KUNINGAN — Badan Pengawas Pemilihan Umum (Bawaslu) Kuningan sedang tidak ingin kecolongan. Di tengah tahapan Pemutakhiran Data Pemilih Berkelanjutan (PDPB) 2026, para pengawas pemilu ini melakukan manuver pengawasan melekat untuk memastikan tidak ada “data hantu” yang tersisa dalam daftar pemilih yang tengah digarap KPU Kabupaten Kuningan.
Selama dua hari, 22–23 April 2026 lalu, jajaran pimpinan Bawaslu Kuningan turun langsung menyisir 18 desa di tiga kecamatan, diantaranya Kadugede, Sindangagung, dan Kramatmulya.

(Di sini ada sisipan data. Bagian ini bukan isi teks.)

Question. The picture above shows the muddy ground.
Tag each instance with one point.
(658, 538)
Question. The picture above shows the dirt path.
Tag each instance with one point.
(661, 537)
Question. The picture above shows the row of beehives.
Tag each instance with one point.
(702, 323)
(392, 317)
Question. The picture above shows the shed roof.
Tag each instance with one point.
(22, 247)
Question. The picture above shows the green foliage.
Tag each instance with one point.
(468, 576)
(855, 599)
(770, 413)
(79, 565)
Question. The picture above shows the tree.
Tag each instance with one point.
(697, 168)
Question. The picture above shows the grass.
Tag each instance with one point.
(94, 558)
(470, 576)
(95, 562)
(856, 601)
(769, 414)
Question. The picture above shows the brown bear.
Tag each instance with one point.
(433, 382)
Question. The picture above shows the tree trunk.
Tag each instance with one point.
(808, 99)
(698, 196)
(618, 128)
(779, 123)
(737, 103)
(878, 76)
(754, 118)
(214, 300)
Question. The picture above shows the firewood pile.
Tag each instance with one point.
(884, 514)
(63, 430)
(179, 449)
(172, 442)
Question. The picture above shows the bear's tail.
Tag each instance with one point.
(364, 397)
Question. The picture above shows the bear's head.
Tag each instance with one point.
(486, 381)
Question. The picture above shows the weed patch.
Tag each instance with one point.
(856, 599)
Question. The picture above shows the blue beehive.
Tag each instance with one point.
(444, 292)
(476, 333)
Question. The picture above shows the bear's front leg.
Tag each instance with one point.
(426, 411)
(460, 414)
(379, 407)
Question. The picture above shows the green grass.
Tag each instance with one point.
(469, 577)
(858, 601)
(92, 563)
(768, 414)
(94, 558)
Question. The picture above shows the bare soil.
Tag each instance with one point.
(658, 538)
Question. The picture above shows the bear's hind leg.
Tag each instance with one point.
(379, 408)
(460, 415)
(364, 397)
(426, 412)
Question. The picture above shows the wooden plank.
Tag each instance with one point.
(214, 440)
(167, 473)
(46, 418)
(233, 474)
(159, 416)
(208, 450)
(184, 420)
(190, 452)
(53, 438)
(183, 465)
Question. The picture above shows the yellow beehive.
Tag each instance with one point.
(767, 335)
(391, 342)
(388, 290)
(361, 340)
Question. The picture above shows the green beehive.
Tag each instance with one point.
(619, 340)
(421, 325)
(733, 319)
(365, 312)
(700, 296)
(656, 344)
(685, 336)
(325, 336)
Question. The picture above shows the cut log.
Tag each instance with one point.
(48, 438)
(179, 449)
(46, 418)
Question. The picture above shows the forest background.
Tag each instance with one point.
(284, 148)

Hasilnya tidak main-main, sebanyak 117 perubahan data pemilih ditemukan, mayoritas karena peristiwa kematian dan perpindahan domisili yang belum tercatat secara presisi.
Agus Khobir Permana, Koordinator Divisi Pencegahan, Partisipasi Masyarakat, dan Humas (P2HM) Bawaslu Kuningan, menegaskan bahwa akurasi data adalah harga mati bagi integritas pemilu. Bersama rekan sejawatnya, Dadan Yuardan Firdaus (Divisi HPS) dan Yayan Supriyatna (Divisi SDMO), mereka memastikan setiap lembar formulir Coktas di lapangan bukan sekadar isian administratif, melainkan representasi hak konstitusional warga.
Dari hasil pengawasan di lapangan, Kecamatan Kadugede menyumbang angka perubahan cukup signifikan dengan 28 pemilih yang diketahui telah meninggal dunia dan 17 lainnya pindah keluar. Pola serupa terlihat di Sindangagung dan Kramatmulya, di mana puluhan data pemilih harus segera “dibersihkan” agar tidak menjadi celah kerawanan di masa depan.
Secara kumulatif, temuan 117 data yang berubah ini menunjukkan betapa krusialnya pengawasan di level akar rumput. Tanpa verifikasi faktual, data pemilih yang tidak mutakhir berpotensi menggelembungkan angka daftar pemilih tetap (DPT) yang pada akhirnya bisa mengganggu kalkulasi logistik dan potensi manipulasi hak pilih.